Он знал, что на четвертый день лихорадка вернется. К тому времени он должен был оказаться на свободе.
Корнелий сжал губы и нахмурился:
– Клянусь Юпитером, будь что будет, но если на третий день я не получу обещанного, то закую тебя в цепи и самолично доставлю к Сулле.
– Ты получишь деньги, – решительно заявил Цезарь.
Палатка Корнелия Фагита
Три дня спустя
Лабиен вошел в палатку центуриона. В правой руке он сжимал мешочек с деньгами Цезаря. Послание друга содержало точные распоряжения насчет того, что и как делать. Лабиен сделал несколько шагов вглубь палатки и положил мешочек с двенадцатью тысячами серебряных денариев на стол, на который центурион поставил свой кубок с вином.
– Здесь вся сумма? – нахмурился он.
– В этом маленьком мешочке не поместятся двенадцать тысяч денариев, – заметил Цезарь. – Разумеется, нет. – Он посмотрел на друга. – Ты сделал все, как я велел?
Лабиен кивнул и повернулся к выходу:
– Остальное у рабов, охраняемых его легионерами.
– Давай-ка выйдем, – сказал центурион и жадно потянулся за кубком.
– Я бы не стал открывать принесенные моим другом сундуки в присутствии всех этих людей, – проговорил Цезарь. – Кое-кому такое распределение денег может показаться несправедливым.
Корнелий Фагит посмотрел на Цезаря и усмехнулся:
– Клянусь Геркулесом, ты прав!
Он вышел из палатки и приказал рабам перенести сундуки внутрь шатра. Лабиен воспользовался этим, чтобы поговорить с Цезарем с глазу на глаз:
– Откуда ты знаешь, что он нас отпустит?
– Ему все надоело – и войско, и война. Он ничего не выиграет, сдав нас властям. Сулла не отличается щедростью. И все это знают. Он отпустит нас и даст по сорок денариев каждому солдату, а я снова подамся в бега. Нищий, зато свободный. За это можно и выпить.

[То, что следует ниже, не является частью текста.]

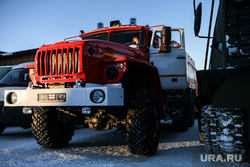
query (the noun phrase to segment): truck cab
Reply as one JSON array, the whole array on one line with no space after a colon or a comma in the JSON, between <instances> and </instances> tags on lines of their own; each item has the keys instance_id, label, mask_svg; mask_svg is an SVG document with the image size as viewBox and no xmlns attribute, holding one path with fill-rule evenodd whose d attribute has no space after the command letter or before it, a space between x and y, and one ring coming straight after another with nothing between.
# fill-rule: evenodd
<instances>
[{"instance_id":1,"label":"truck cab","mask_svg":"<svg viewBox=\"0 0 250 167\"><path fill-rule=\"evenodd\" d=\"M185 52L184 30L139 26L134 19L98 25L80 31L81 40L40 47L35 65L26 67L32 82L26 90L5 91L5 106L27 106L43 147L65 146L74 126L83 124L126 128L132 153L154 155L161 119L181 131L194 124L195 64ZM179 44L171 46L172 32Z\"/></svg>"}]
</instances>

Цезарь взял со стола кувшин и пару стоявших с ним рядом чистых кубков, потом спокойно разлил вино, будто был не задержанным, а чуть ли не начальником центурии.
– Центурион пробудет здесь несколько месяцев, пока не придет время покинуть войско. Сделает вид, что старательно выслеживает беглеца. Несколько недель будет притворяться, что вовсю работает, попивать вино, радоваться полученной взятке вместе со своими солдатами, а затем беззаботно удалится на покой.
Цезарь протянул кубок другу:
– Выпьешь со мной? За мою губительную свободу?
Тит Лабиен покачал головой и взял кубок, протянутый улыбающимся Цезарем:
– Либо тебя лишила ума лихорадка, либо ты спятил от внезапной свободы.
Но Цезарь не согласился с ним:
– Ни то ни другое, друг мой. Просто я узнаю все больше о человеческой природе. – Он осушил кубок, поставил его на стол и посмотрел на Лабиена. – Итак, я снова беглец.